I loved you in another life by David Arnold
We have a brilliant guest post from author, David Arnold about his “ro-mantasy”, I loved you in another life. It’s a wonderful blog!
THAT’S WHAT THERAPY IS, I THINK:
WORKING TOWARD ZERO GRAVITY
In the fall of 2019, I landed in the ER with chronic heart palpitations and panic attacks, a cycle in which one symptom revs up the other until you feel like a hummingbird in a hurricane. To this day, I’m not sure which causes which, but whatever balance I’ve found (quite a bit since 2019), I owe to my doctors and therapists.
The truth is, I swore I would never write about it. At the time, I told myself that putting my experience into a character was unnecessary and mean and unnecessarily mean. I told myself that a thousand other authors had already gone there, no reason to add my voice to the mix. But I think what I was really afraid of—and let’s be honest, fear was at the heart of my decision to avoid the topic—was cheapening the experience. Talking about it made it feel small. And maybe that would have been helpful, but of all the words to describe what I was going through, small felt like an ocean away.
Sometimes naming a thing puts it in a box. Neat and tidy, this goes here, that goes there, everything in its right place.

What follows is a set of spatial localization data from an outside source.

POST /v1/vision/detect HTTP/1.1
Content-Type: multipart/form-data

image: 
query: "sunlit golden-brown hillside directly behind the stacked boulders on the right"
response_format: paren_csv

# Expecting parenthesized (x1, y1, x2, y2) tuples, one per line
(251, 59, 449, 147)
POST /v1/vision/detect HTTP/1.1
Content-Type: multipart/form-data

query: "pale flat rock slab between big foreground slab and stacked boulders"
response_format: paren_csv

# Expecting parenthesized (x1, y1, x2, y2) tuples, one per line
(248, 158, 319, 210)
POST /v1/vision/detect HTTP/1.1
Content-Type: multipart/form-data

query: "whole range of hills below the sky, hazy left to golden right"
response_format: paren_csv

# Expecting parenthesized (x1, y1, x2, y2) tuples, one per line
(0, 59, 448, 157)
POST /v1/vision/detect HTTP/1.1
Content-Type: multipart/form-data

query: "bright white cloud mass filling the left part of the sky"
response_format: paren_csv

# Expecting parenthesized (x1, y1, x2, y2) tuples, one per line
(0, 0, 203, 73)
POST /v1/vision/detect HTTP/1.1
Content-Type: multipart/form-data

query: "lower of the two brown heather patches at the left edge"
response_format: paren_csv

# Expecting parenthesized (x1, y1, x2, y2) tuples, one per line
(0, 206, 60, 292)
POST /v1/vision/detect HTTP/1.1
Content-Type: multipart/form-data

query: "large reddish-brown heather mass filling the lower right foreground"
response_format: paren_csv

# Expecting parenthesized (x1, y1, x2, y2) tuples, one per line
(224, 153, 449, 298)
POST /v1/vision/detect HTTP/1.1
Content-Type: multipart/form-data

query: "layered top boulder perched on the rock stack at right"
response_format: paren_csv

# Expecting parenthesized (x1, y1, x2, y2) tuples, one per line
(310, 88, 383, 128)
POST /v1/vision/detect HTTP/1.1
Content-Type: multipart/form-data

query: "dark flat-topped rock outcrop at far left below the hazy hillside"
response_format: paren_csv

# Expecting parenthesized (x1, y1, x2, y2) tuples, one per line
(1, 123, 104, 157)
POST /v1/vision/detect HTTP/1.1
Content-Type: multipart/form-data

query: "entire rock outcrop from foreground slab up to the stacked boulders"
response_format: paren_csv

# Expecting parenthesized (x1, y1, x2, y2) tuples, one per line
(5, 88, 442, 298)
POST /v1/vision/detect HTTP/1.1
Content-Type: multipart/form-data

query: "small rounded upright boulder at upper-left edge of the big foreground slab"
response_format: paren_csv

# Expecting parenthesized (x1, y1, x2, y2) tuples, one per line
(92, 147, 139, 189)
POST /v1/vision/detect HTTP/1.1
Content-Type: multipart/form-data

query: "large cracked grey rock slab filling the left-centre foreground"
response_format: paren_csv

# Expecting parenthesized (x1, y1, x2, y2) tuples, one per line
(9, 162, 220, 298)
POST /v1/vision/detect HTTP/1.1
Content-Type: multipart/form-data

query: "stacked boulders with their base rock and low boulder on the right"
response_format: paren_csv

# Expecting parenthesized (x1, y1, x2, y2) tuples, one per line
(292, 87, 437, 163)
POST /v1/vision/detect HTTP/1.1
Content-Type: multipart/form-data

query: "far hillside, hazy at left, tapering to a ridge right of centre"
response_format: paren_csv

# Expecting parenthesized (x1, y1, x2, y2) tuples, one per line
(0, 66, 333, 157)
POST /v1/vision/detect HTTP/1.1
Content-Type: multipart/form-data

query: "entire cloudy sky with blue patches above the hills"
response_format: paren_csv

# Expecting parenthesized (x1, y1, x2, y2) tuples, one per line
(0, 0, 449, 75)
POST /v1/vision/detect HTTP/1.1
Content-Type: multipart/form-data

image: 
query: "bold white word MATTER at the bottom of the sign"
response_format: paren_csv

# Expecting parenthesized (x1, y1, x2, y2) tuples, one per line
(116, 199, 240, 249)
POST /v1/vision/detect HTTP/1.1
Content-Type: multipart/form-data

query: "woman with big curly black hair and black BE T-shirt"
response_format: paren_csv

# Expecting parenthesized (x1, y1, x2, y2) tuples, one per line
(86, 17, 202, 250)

Even suitable names, names that make all the sense in the world, operate this way, because it’s not the name itself, but the act of naming a thing that boxes it up. Even so, here I am, writing about my experience, putting it in a book, naming it. The thing I swore I wouldn’t do, right up until the moment I did it. So what changed? Nothing, really. I just remembered something, the oldest trick in the writer’s manual: the best way to write about something you don’t want to write about is to acknowledge your own hesitation on the page.

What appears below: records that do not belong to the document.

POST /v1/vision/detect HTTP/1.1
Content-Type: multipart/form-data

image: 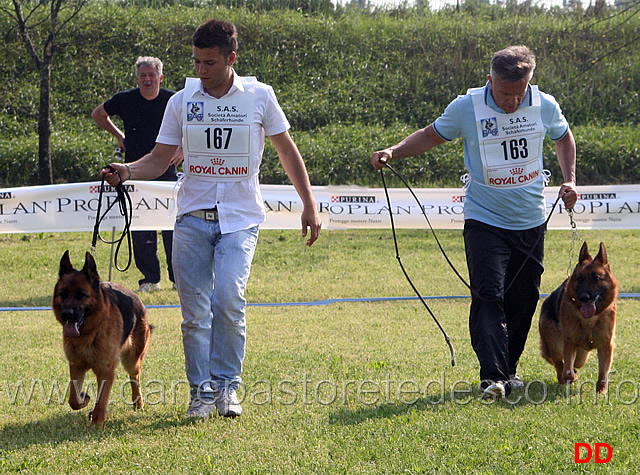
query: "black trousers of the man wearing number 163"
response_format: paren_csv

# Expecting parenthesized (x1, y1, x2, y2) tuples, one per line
(464, 220, 546, 390)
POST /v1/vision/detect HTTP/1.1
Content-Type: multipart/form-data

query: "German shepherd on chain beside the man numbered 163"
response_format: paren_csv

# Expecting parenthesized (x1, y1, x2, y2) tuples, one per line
(539, 242, 618, 393)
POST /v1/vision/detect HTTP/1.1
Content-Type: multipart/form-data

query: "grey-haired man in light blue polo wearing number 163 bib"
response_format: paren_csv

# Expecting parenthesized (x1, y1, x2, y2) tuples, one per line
(371, 46, 577, 399)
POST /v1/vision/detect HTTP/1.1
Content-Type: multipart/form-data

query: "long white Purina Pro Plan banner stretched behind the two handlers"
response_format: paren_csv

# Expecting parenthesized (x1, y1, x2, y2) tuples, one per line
(0, 181, 640, 233)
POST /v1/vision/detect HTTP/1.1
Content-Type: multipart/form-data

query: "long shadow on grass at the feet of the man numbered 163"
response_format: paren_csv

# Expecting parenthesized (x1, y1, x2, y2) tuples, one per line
(329, 381, 589, 426)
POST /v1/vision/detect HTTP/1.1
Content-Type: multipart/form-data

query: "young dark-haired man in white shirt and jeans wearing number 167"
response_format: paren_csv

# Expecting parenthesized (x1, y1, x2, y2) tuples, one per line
(103, 19, 322, 418)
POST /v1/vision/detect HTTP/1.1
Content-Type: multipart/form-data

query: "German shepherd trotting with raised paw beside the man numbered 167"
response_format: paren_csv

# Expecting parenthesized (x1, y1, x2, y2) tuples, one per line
(53, 251, 151, 428)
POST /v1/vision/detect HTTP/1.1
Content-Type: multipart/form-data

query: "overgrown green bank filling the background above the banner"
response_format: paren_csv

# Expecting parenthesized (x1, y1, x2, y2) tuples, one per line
(0, 0, 640, 185)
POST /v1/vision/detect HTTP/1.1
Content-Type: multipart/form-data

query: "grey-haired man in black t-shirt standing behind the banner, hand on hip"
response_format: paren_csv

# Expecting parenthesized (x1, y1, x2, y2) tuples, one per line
(91, 56, 182, 292)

I’ve heard that being an artist means telling the truth. This always seemed vague at best, self-inflated at worst. It’s not altogether wrong, I would just be more specific: being an artist means opening yourself up to the possibility of truth. Not excavating truth so much as playing in its sandbox. In my book, I Loved You In Another Life, a character named Evan is in therapy to deal with, among other things, panic attacks. His experience is less a result of my own intentional truth-telling, and more a willingness to be truthful, not only about my own mental health, but about all the thoughts and feelings I have surrounding it. In Evan, I was able to write a character whose experiences with panic attacks and therapy mimic my own, but also a character who is afraid to talk about it, lest it feel small. (My own hesitation on the page.) Evan bemoans those who wear therapy as a “badge of honor,” a thought I’ve often had as well, but in the wise words of his therapist, “some people need a badge,” and so here’s the truth: I know what it feels like to accept the lie that anxiety is an unshakable shadow. I know what it feels like to wonder which corner the next panic attack is crouching behind. But I also know what it feels like to walk into a therapist’s office with a hundred-pound weight tied to my ankle, only to walk out light as a feather. Evan sums this up nicely with one of my favorite lines in the book: “That’s what therapy is, I think: working toward zero gravity.”
I think you might be right, Evan.
I loved you in another life by David Arnold is published by Hot Key Books and is available now.